現場の要請を受け、在庫管理の機能を充実させる

 丸3年を費やしたものの2008年4月、ついに新システムを導入できた。その後2カ月間、新システムと旧システムの双方にデータを入力し、結果を比較した上で2008年6月から新システムへ切り替えた。

 導入期のドタバタを乗り越えると、新システムの機能を拡充していけるようになった。印象に残っているのは、工場の事務担当者が製品の在庫を確認しつつ、生産指示を出す機能の開発である。

 製品の現在庫情報、加工指示情報、仕掛原反(加工前のプラスチック生地)の在庫情報、製品ごとの平均出荷数量を基幹システムから取り出し、表計算ソフトのシートにまとめて表示できるようにした。

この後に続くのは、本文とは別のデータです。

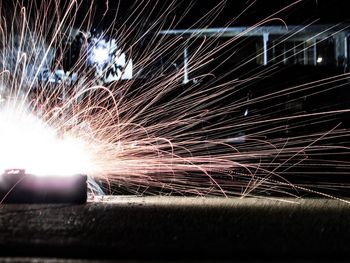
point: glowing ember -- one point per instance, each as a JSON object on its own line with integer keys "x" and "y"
{"x": 28, "y": 143}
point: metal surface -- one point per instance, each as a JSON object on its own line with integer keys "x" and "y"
{"x": 178, "y": 228}
{"x": 28, "y": 188}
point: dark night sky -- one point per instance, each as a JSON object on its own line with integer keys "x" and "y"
{"x": 318, "y": 11}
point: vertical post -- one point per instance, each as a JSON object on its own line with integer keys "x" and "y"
{"x": 305, "y": 53}
{"x": 315, "y": 51}
{"x": 346, "y": 59}
{"x": 265, "y": 40}
{"x": 186, "y": 78}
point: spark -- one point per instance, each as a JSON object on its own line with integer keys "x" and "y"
{"x": 149, "y": 134}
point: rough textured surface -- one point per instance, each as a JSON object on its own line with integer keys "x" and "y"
{"x": 173, "y": 227}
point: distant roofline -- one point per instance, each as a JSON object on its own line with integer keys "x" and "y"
{"x": 318, "y": 31}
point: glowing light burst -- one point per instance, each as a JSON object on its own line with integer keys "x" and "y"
{"x": 150, "y": 134}
{"x": 30, "y": 144}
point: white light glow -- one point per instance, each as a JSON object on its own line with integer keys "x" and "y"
{"x": 100, "y": 55}
{"x": 28, "y": 143}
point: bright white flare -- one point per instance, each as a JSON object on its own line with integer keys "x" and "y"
{"x": 28, "y": 143}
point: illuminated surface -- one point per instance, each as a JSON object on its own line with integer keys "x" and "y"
{"x": 28, "y": 143}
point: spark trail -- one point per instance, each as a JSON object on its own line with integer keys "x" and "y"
{"x": 152, "y": 134}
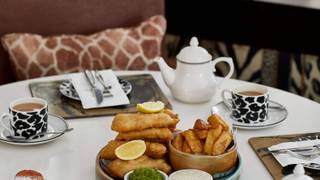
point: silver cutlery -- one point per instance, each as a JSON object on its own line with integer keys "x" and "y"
{"x": 92, "y": 81}
{"x": 106, "y": 88}
{"x": 15, "y": 138}
{"x": 296, "y": 149}
{"x": 307, "y": 155}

 実際に生産指示を出す時は、在庫数量や出荷予定だけでなく、どこの加工所に加工指示を出しているか、最終製品の元となる仕掛品の在庫数量はどの程度あるか、といった色々なことを配慮した上で生産順位を決定しなければならない。

 製品の在庫管理機能を基に、原料の発注在庫管理機能も作成した。以前自分が作成した部品表から原料所要量を求め、工場での製造予定と仕入れ先からの入荷予定から、使用原料の週別在庫推移を一覧で管理できるようにした。この機能を開発するにあたって『業務別データベース設計のためのデータモデリング入門』譲りの、未来に在庫を置く在庫推移表の考えを採用できた。